错愕中,岳冬见东方凌鹫靠近自己大骇地后退,不安的双眼瞄到插在柱子上的剑,脚下一用力朝柱子奔去。岳冬慌乱的眼神早已透露他的动机,东方凌鹫怎会不防,他比岳冬更快一步握住剑柄将剑拔出柱子。他要把这凶器扔出窗外,不料迟他半步的岳冬抓住了剑身,两人往不同方向拉扯,剑自然是落入握柄的东方凌鹫手里,岳冬的手被剑刃深深割伤。

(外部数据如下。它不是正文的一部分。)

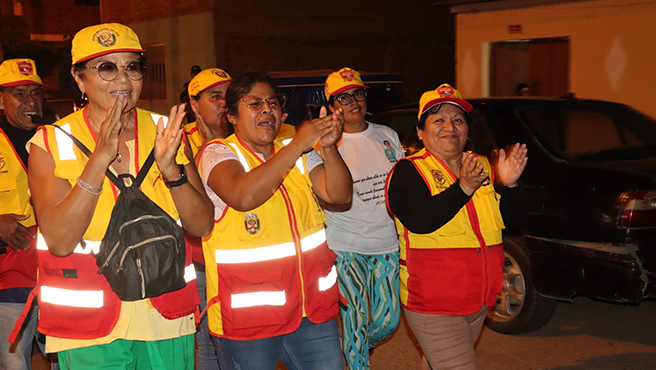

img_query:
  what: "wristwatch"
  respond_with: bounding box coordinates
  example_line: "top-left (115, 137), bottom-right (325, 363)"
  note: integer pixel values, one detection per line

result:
top-left (164, 165), bottom-right (188, 188)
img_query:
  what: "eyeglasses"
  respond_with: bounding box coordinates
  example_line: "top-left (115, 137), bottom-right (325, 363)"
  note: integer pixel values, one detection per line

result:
top-left (239, 94), bottom-right (286, 111)
top-left (334, 89), bottom-right (366, 106)
top-left (86, 61), bottom-right (147, 81)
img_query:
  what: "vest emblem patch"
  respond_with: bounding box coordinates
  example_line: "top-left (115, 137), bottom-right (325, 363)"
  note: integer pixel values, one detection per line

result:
top-left (431, 169), bottom-right (446, 186)
top-left (244, 213), bottom-right (260, 235)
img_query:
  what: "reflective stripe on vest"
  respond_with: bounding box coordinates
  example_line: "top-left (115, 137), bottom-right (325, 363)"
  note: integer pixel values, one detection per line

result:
top-left (55, 123), bottom-right (76, 160)
top-left (150, 113), bottom-right (167, 127)
top-left (36, 234), bottom-right (101, 255)
top-left (184, 264), bottom-right (197, 282)
top-left (282, 138), bottom-right (305, 174)
top-left (300, 229), bottom-right (326, 252)
top-left (41, 286), bottom-right (103, 308)
top-left (215, 230), bottom-right (326, 264)
top-left (231, 290), bottom-right (286, 308)
top-left (228, 142), bottom-right (251, 172)
top-left (319, 265), bottom-right (337, 291)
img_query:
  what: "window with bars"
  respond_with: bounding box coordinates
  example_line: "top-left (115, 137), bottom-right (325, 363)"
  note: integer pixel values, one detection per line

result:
top-left (142, 44), bottom-right (166, 100)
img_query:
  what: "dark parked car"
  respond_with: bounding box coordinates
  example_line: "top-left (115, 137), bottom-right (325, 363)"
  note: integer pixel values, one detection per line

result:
top-left (373, 96), bottom-right (656, 334)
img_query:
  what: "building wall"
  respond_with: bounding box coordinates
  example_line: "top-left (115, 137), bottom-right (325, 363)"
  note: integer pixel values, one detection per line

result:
top-left (101, 0), bottom-right (212, 23)
top-left (211, 2), bottom-right (455, 101)
top-left (455, 0), bottom-right (656, 118)
top-left (101, 0), bottom-right (456, 108)
top-left (112, 12), bottom-right (216, 114)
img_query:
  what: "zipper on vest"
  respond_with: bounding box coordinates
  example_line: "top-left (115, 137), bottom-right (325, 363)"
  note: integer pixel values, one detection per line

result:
top-left (279, 184), bottom-right (306, 308)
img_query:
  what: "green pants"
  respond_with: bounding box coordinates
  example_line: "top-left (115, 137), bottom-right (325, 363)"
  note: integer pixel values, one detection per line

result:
top-left (58, 335), bottom-right (194, 370)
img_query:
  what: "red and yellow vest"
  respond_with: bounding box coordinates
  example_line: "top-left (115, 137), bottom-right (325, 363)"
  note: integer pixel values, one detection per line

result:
top-left (184, 122), bottom-right (298, 266)
top-left (0, 127), bottom-right (37, 290)
top-left (385, 148), bottom-right (505, 315)
top-left (31, 108), bottom-right (199, 339)
top-left (199, 135), bottom-right (339, 340)
top-left (183, 121), bottom-right (204, 158)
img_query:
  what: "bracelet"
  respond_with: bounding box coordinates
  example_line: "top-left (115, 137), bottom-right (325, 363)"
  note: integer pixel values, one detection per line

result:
top-left (77, 177), bottom-right (103, 195)
top-left (164, 165), bottom-right (188, 188)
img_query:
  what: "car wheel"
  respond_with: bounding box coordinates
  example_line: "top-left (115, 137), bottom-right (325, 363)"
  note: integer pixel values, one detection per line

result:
top-left (485, 235), bottom-right (557, 334)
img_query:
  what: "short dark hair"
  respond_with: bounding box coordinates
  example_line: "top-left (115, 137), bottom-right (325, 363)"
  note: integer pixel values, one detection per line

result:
top-left (417, 103), bottom-right (469, 130)
top-left (191, 65), bottom-right (202, 74)
top-left (224, 71), bottom-right (280, 118)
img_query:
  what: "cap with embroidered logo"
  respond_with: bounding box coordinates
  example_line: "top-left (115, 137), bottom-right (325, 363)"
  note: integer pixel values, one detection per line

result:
top-left (324, 67), bottom-right (369, 100)
top-left (188, 68), bottom-right (232, 98)
top-left (0, 59), bottom-right (46, 88)
top-left (71, 23), bottom-right (145, 65)
top-left (418, 83), bottom-right (473, 119)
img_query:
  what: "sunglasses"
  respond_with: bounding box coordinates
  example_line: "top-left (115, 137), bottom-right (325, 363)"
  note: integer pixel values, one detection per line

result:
top-left (85, 61), bottom-right (147, 82)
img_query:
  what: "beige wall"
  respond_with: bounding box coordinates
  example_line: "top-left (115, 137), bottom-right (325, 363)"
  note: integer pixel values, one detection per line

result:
top-left (126, 12), bottom-right (216, 115)
top-left (456, 0), bottom-right (656, 118)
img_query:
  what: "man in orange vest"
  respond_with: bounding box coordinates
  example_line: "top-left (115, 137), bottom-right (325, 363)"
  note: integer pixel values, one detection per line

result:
top-left (0, 58), bottom-right (46, 369)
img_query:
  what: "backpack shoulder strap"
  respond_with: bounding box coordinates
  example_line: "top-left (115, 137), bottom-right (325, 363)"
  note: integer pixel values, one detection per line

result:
top-left (134, 148), bottom-right (156, 188)
top-left (53, 125), bottom-right (122, 188)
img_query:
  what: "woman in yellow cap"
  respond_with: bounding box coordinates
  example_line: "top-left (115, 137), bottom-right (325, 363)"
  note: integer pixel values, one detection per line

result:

东方凌鹫是想阻止岳冬自残,不想反因他而损,鲜血四溢,看得东方凌鹫好不心痛,骇然扔掉手中剑。
手被利刃划破,那钻心的痛令岳冬顿时倒吸凉气,直冒冷汗。他左手用力握住右腕隐忍痛楚,血不断从两排刀口溢出滴到地面,摊了不小的一片。
“对不起。”东方凌鹫焦急上前查看伤势,他担心万一伤到筋脉岳冬的右掌会废掉。然岳冬又惶恐后退躲开,东方凌鹫尴尬的伸着双手,痛苦的看着避自己如洪水猛兽的岳冬。
岳冬本预求死,可被东方凌鹫这么一闹,反倒痛醒他。他此刻的躲避,只是长久被折磨的惯性,本能的畏惧伤害他的人。他后退两步背撞到刚刚插过剑的柱子停下。定睛认清来人是东方凌鹫,他才从恍惚中走出。岳冬已经顾不得手上的伤痛,他声音颤抖的问:“你……为何在这?”赝品只说让他在此休息,没说东方凌鹫会来。这是赝品的安排,还是东方凌鹫自己的行为?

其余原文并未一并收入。